それは、火神がバレー部入部表明を出した時の記憶。

 

よくよく思い返してみれば――――確かに、清水と一緒に来ていた。清水と殆ど一緒に体育館内へと先に(・・)入っていったのを覚えている。

 

何があったかまでは知らなかったのだが……、アレだけ煮え切らなかった火神を最後の最後で引き込んだのが清水だと言うのなら……。

 

 

 

「マジですか!? 清水先輩! あざすっっ!! 誠也いないとか、あり得なかったんでっっ!!」

「ん。そうみたい、だね」

 

 

清水は楽しそうに笑って応えてくれて―――その笑顔を至近距離で見た。火神の件で嬉しさのあまり、勢い良く清水に礼を言ったせいか、その距離は結構近い。

 

間違いなく美女である清水を眼前に、日向の頭はオーバーヒート。

 

 

「うひゃいっ!!」

「ふふふ。あ、そのお弁当のつつみ……かわいい」

 

清水は視線を日向が持っている、先ほどまで清水が持っていた弁当へと向けていた。

そのつつみは、テカチュウで刺繍されている黄色とピンクで彩ったもの。

比較的対象年齢が低いような気がするが――――日向には怒られるかもしれないが、違和感なしだ。

 

 

「あっっ、カッっ!! こ、これはっ! 夏…… 妹のであって、決してオレのでは!!」

「ああ、見た事ある、って思ってたケド。そう言えば()っちゃんのだったな、それ」

「誠也ナイスフォロー!! と言う訳で、オレのじゃ無いっスっ!」

「ふふふふ」

 

 

 

 

 

 

 

 

 

 

 

 

 

 

 

 

 

 

 

 

 

2人のやり取りを聞き、見て、朗らかに笑う清水。

この場に、田中や西谷が居れば、惨劇は免れない―――気もするので、ある意味では幸運だったかもしれない。

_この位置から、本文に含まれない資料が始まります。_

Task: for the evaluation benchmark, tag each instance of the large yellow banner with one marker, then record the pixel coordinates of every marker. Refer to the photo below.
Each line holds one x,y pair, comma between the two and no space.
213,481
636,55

――――否、結果を見れば助けて貰えた事実を考慮して、清水が助けてくれるかもしれないので、大丈夫な可能性の方が高い……と思われる。

 

 

 

 

「―――――オレの大切な、ひと……」

 

 

 

清水は仄かに頬を赤く染めた。

その後は、あの時の事―――IH予選、青葉城西との一戦で敗れた時の事を言ったのだと言う事は理解した。

 

カレシと言うワードを聞いて、どう考えれば良いのか、どう口にすれば良いのか、今までは(主に田中や西谷関連の相手で)脊髄反射の如く速度で否定していたと言うのに、言葉が口から出てこなかった。

 

つっかえてしまっていた。

 

正直、ここまでの事態は初めてで 対応が追い付かず少なからず混乱してしまっていた。

だからこそ、興味の矛先が火神へと向いた事が清水にとって、別の意味でもこの上なく助かった事になったのである。

 

そして、次の言葉。

 

 

 

 

【畏れ多いです。困ってたら見過ごせないだけです】

 

 

 

 

嬉しくもあり、複雑でもある、不満を覚える言葉だった。

それが、清水に冷静さを取り戻させる切っ掛けになり、話の内容をしっかりと聞く事が出来ていた。

 

 

 

「―――――」

 

 

 

火神は自分が期待する大型新人(スーパールーキー)

それは嘘偽りない気持ちだ。

 

 

 

 

でも、何処となく―――いや、間違いなく。

 

 

 

 

嬉しくもあるし、助けて貰ったのも事実だが、それらを考慮しても、ちょっと相殺される事は無かった。

笑顔で否定(・・)された事が特に不満の種になり、シコリを覚える清水だった。